Plantar fasciitis is the inflammation of the ligament-like structure called the plantar fascia in the form of a thin long band located just under the skin on the sole of the foot.
A heel spur is a bony protrusion that occurs at the base of the heel bone. It is a bony prominence formed when the band-shaped stretched plantar fascia stretches under excessive load and pulls the bone. This bony prominence is detected on the x-ray in half of the patients with pain, that is, it can be observed in patients without heel pain. The cause of the pain is not this bone spur. Therefore, this protrusion can be treated without the need to remove it.
The most important task of this tape structure is to reduce the excessive stress and tension on the sole of the foot while standing. Even if it is exposed to more load than it can carry, heel spur disease occurs.
The risk factors that cause overload are as follows; standing for long periods of time due to obesity, work or sports. Overloading and standing too much is causing the heel to be overloaded with more than it should be. For this reason, it is a common situation among housewives.
Heel spurs are also common in rheumatic diseases. Especially if there are complaints in both heels, research should be done in terms of rheumatic disease.
Patients complain of increasing pain over time on the sole of the foot, under the heel, without significant trauma. The pain is distinctly and clearly described at the sole on the inside of the heel.

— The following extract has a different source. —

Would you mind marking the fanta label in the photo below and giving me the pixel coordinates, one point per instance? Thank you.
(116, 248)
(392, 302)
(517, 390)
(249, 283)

There is a complaint of pain under the heel that increases over time. Patients tell that they feel the most severe pain with the first step when they wake up in the morning or after sitting for a long time in the car seat or the first step when they get up from the chair.
There may even be limping due to pain. In order not to burden the painful inner part of the heel, the patient develops a new walking style by pressing on the outer part of the foot; This wrong way of walking causes pain in the outer comb bones of the foot, muscles in the legs, knees and waist, and back.
Heel spurs and plantar fasciitis can be easily recognized by carefully listening and questioning the patient, and by physical examination in which the exact location of the tenderness in the heel is determined.
X-ray and MRI are actually used to rule out other diagnoses when needed or when treatment fails.
The thickening of the band structure and the tears inside are detected with USG, and the response to the treatment is followed.
A high rate of success is achieved with supportive treatment (painkillers, rest, ice application, anti-inflammatory drugs, exercise, supportive shoes and insoles, night splint, physical therapy).
ESWT, shock wave therapy can be preferred in patients with long-term complaints.
There is also the option of PRP injection to the heel for long-term complaints.
Surgical treatment is considered in patients who do not respond to supportive treatment.